Female characters tend to display less agency than male characters, and that female characters are more likely to show affection. Male characters are less likely to “sob” or “cry,” and female characters are more likely to be subjected to “gawking” or “watching” by other characters, highlighting an emphasis on female appearance.

Movies, TV shows, and other media consistently portray traditional gender stereotypes, some of which may be harmful. To deepen understanding of this issue, some researchers explored the use of computational frameworks as an efficient and accurate way to analyze large amounts of character dialogue in scripts. However, some harmful stereotypes might be communicated not through what characters say, but through their actions.

A research therefore developed a novel machine-learning framework that uses scene descriptions in movie scripts to automatically recognize different characters’ actions. And applying the framework to hundreds of movie scripts showed that these actions tend to reflect widespread gender stereotypes, some of which were found to be consistent across time.

The research – “Boys don’t cry (or kiss or dance): A computational linguistic lens into gendered actions in film” by Victor Martinez, et al – appeared in PLoS ONE.
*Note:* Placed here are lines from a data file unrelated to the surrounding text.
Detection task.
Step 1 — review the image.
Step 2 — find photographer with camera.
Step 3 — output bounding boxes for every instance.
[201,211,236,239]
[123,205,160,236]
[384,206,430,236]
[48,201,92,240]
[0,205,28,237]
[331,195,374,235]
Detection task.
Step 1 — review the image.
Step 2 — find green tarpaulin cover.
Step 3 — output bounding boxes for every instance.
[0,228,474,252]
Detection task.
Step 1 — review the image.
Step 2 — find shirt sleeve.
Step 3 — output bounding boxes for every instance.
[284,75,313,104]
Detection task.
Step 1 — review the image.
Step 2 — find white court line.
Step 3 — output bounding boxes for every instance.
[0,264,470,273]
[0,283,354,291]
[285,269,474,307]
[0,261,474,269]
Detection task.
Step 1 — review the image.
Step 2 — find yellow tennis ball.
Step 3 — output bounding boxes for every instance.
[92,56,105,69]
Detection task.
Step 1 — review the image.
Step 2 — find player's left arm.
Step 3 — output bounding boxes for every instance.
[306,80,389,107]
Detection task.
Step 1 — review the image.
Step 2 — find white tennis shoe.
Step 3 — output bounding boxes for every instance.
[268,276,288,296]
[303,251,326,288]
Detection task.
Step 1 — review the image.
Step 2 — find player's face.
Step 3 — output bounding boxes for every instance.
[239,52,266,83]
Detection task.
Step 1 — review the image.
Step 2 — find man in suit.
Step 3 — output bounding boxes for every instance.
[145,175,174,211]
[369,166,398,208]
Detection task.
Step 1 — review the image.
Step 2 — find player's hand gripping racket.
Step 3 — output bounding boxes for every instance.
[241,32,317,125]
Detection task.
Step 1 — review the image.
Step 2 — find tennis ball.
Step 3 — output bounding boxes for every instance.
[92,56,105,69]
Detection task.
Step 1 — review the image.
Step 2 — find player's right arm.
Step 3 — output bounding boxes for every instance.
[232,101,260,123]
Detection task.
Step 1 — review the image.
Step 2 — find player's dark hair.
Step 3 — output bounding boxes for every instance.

After exploring how characters’ actions might reflect stereotypes, Martinez and colleagues analyzed over 1.2 million scene descriptions from 912 movie scripts produced from 1909 to 2013, identifying 50,000 actions performed by twenty thousand characters.

Next, they conducted statistical analyses to examine whether there were differences between the types of actions performed by characters of different genders. These analyses identified a number of differences that reflect known gender stereotypes.

For instance, they found that female characters tend to display less agency than male characters, and that female characters are more likely to show affection. Male characters are less likely to “sob” or “cry,” and female characters are more likely to be subjected to “gawking” or “watching” by other characters, highlighting an emphasis on female appearance.

While the researchers’ model is limited by the extent of its ability to fully capture nuanced societal context relating the script to each scene and the overall narrative, these findings align with prior research on gender stereotypes in popular media, and could help raise awareness of how media might perpetuate harmful stereotypes and thereby influence people’s real-life beliefs and actions. In the future, the new machine-learning framework could be refined and applied to incorporate notions of intersectionality such as between gender, age, and race, to deepen understanding of this issue

The authors add: “Researchers have proposed using machine-learning methods to identify stereotypes in character dialogues in media, but these methods do not account for harmful stereotypes communicated through character actions. To address this issue, we developed a large-scale machine-learning framework that can identify character actions from movie script descriptions. By collecting 1.2 million scene descriptions from 912 movie scripts, we were able to study systematic gender differences in movie portrayals at a large scale.”